When I lived in Iran in 2008/2009 I had a blog called “Nutella im Orient” meaning Nutella in the Orient. Look at it, it’s still live and ugly. A friend who went on a world trip had recommended to me the blog provider. It definitely served its purpose but the design editor didn’t offer a big variety.
In 2015 I wanted to try blogging and got help from a friend. He advised me to buy a theme for WordPress and not to spend too much time on the website’s appearance. But I couldn’t help myself and literally spent three days on logo design, in the end discarding all seven versions and resorting to hiring a designer on fiverr. Which didn’t help. I didn’t like the design either. So I went back and just picked one of my own old ones and ignored the problem. The wisest thing I could do.
The famous 80/20 rule
Yes, design is important (especially if you are producing a book on design) but it is the part of setting up a website that people, including myself, waste most time on. Because most of us are not frontend developers or designers but we have seen all these beautiful examples done by pros and we want something similar but without the resources.
So the best idea is to focus on what you are good at and the core of your business. Have you heard about the 80/20 rule? It states that for many events, roughly 80% of the effects come from 20% of the causes. So 20% of our work accounts for 80% of the result. I am a big fan of this principle because it’s not only true but makes life and decision making way easier. So with this website I put the 80/20 rule into action for the first time.
The name came into my mind a little while ago. Read more about it here.
I registered the URL through a provider I already had. Do a quick Google search for your country. It’s also possible to switch your hosting provider if you are not happy. If you want to set up an online shop, you can also go directly for Shopify or Wix. I set my website up as a WordPress blog because I worked with it before and my developer friends can help me adjusting stuff better.
I considered what core features my WordPress template should have (multi-purpose working with the free WooCommerce plugin). I had narrowed my search by multi-purpose templates which worked with WooCommerce and cost under $60. Then I checked the first three pages of the best rated themes on Themeforest. It is not recommended to just go for the most popular as you might end up with the same one everyone else is using. I liked Uplift the most which is what you see now.

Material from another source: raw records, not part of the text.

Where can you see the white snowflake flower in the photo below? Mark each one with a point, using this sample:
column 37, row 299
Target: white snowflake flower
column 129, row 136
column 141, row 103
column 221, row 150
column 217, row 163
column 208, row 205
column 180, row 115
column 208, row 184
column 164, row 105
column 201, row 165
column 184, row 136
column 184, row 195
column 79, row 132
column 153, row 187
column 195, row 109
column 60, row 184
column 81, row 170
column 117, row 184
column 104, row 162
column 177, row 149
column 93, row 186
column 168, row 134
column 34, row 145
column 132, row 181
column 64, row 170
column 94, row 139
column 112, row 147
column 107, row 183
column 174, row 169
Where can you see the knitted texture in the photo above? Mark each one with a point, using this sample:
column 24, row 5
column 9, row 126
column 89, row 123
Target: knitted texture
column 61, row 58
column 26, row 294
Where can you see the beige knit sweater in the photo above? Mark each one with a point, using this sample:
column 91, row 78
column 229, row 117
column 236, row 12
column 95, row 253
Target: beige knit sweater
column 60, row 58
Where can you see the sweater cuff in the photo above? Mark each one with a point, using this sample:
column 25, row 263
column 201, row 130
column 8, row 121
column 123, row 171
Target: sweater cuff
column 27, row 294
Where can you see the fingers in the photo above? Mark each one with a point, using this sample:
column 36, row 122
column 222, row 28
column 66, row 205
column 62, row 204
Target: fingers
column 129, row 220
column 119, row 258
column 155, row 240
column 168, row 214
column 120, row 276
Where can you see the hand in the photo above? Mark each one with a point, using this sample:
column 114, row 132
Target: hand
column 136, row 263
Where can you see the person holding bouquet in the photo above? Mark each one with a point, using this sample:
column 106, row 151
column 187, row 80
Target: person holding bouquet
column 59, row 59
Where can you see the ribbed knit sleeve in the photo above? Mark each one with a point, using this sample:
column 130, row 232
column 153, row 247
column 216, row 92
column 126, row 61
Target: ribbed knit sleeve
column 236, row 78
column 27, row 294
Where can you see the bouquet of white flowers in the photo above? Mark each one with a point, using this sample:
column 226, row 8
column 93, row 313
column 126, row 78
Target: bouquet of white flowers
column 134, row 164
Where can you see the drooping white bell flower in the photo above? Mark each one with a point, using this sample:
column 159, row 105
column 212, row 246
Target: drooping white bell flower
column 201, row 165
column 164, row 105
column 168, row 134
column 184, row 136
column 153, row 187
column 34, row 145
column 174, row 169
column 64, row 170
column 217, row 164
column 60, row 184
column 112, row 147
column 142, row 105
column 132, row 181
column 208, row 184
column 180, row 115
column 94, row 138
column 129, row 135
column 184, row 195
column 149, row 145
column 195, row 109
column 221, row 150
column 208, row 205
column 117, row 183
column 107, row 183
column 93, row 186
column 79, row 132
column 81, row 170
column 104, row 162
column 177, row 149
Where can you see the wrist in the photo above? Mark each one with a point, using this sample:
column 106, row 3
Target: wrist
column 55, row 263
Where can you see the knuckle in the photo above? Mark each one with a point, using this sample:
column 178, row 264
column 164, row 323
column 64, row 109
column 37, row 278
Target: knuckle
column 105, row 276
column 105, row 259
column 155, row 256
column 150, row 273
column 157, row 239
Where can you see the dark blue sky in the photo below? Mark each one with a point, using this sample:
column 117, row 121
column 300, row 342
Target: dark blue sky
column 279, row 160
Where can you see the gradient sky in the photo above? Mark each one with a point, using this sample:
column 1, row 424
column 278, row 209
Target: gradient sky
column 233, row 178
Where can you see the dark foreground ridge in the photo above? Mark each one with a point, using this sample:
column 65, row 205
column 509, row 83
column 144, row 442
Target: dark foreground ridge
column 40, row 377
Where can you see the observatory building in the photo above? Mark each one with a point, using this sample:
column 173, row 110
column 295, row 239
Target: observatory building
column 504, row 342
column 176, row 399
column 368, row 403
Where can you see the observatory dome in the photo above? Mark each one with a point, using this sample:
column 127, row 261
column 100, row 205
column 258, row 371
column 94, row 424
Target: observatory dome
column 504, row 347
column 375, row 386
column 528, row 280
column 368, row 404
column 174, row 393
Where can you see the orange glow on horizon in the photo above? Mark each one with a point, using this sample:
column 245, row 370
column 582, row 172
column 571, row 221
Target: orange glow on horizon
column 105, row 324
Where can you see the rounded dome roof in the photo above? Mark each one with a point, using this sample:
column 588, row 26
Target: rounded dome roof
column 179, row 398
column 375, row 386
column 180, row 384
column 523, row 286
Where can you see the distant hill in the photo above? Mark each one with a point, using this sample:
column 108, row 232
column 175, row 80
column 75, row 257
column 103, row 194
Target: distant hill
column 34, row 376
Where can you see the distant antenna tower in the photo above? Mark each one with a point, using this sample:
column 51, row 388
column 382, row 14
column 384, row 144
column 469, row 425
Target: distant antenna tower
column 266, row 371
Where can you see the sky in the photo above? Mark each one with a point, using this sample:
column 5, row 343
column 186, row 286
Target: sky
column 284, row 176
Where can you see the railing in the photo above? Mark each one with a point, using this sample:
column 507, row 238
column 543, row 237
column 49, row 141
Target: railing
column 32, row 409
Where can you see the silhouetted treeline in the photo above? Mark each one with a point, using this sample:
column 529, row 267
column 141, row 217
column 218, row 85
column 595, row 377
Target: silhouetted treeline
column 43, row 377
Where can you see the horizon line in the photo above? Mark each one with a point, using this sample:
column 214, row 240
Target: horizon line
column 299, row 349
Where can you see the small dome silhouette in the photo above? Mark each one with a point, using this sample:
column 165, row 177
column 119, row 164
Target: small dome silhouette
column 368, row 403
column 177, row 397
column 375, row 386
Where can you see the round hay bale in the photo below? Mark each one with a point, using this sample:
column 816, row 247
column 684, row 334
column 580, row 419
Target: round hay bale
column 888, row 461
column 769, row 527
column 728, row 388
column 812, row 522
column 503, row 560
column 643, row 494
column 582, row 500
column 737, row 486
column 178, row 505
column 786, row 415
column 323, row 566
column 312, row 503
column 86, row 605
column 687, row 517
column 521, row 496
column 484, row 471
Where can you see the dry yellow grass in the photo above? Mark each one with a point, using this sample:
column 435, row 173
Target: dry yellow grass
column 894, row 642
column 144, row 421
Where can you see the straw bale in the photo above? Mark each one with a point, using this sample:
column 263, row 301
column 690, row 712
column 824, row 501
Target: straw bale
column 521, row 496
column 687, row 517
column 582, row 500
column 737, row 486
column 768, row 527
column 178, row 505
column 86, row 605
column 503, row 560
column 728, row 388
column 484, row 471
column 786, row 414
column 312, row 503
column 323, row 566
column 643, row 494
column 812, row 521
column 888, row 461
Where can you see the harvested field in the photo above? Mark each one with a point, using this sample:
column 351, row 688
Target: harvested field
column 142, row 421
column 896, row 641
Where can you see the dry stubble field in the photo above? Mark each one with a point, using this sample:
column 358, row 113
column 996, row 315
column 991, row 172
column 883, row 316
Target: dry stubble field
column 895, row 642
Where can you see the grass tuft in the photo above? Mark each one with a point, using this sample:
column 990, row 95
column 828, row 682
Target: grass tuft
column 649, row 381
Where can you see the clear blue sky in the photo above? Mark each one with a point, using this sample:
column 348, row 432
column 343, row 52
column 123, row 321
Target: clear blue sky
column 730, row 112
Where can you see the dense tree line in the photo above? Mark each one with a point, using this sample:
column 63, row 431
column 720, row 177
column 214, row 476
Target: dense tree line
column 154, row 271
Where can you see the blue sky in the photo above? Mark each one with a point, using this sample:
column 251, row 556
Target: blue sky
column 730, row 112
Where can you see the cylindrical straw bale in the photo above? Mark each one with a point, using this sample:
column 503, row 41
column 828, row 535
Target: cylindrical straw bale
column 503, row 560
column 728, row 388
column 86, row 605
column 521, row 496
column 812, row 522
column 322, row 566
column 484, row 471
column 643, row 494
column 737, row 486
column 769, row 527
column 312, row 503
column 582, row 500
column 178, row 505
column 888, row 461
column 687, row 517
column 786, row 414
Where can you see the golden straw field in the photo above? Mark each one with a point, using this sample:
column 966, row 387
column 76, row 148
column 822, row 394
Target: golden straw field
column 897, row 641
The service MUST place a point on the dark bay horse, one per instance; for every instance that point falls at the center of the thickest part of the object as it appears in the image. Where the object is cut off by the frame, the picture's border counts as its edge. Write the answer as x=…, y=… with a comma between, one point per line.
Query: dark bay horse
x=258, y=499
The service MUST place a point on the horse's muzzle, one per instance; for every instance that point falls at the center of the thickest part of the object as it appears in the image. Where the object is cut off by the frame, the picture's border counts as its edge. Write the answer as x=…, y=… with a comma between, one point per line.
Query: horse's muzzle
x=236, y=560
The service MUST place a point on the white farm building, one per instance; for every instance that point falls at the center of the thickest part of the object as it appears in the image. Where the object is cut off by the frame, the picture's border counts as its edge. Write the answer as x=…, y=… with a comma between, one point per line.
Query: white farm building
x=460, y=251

I drew two different versions of the logo and decided on one. I was only semi-happy but you can spend hours just on a logo. Still I did a quick revision and went with another one. The best tool for this is Designapp.io. Huge variety of fonts, including Google fonts.
Colors & Fonts
A general rule for a good design: Keep it simple! This translates into max. 2-3 colors and two different fonts (one for body text and one for headings). I have to admit that I neglected the color part so far, will come later. A good tool for the fonts is Google Fonts. You can try different versions reallife and Google recommends combinations which work well or are popular.
Then came the part of finding the right images. I knew that to achieve a good result I would have to sacrifice a lot of time if I wanted to use my own photos. Before actually doing it I never imagined that so much time is spent before one beautiful pic makes it onto your website. Editing, cropping, file optimizing, you have to do all this. The easiest way is to use stock images and no, they are not that ugly anymore. The best overview is still Makerbook. There are millions of wonderful pictures out there waiting to be cropped, resized and uploaded.
You will be surprised how fast you can set up a decent looking website within one or two weeks. Yet you still come across stories of success where you ask yourself: Really??? With this crappy design, they made it so far? Yes, you can.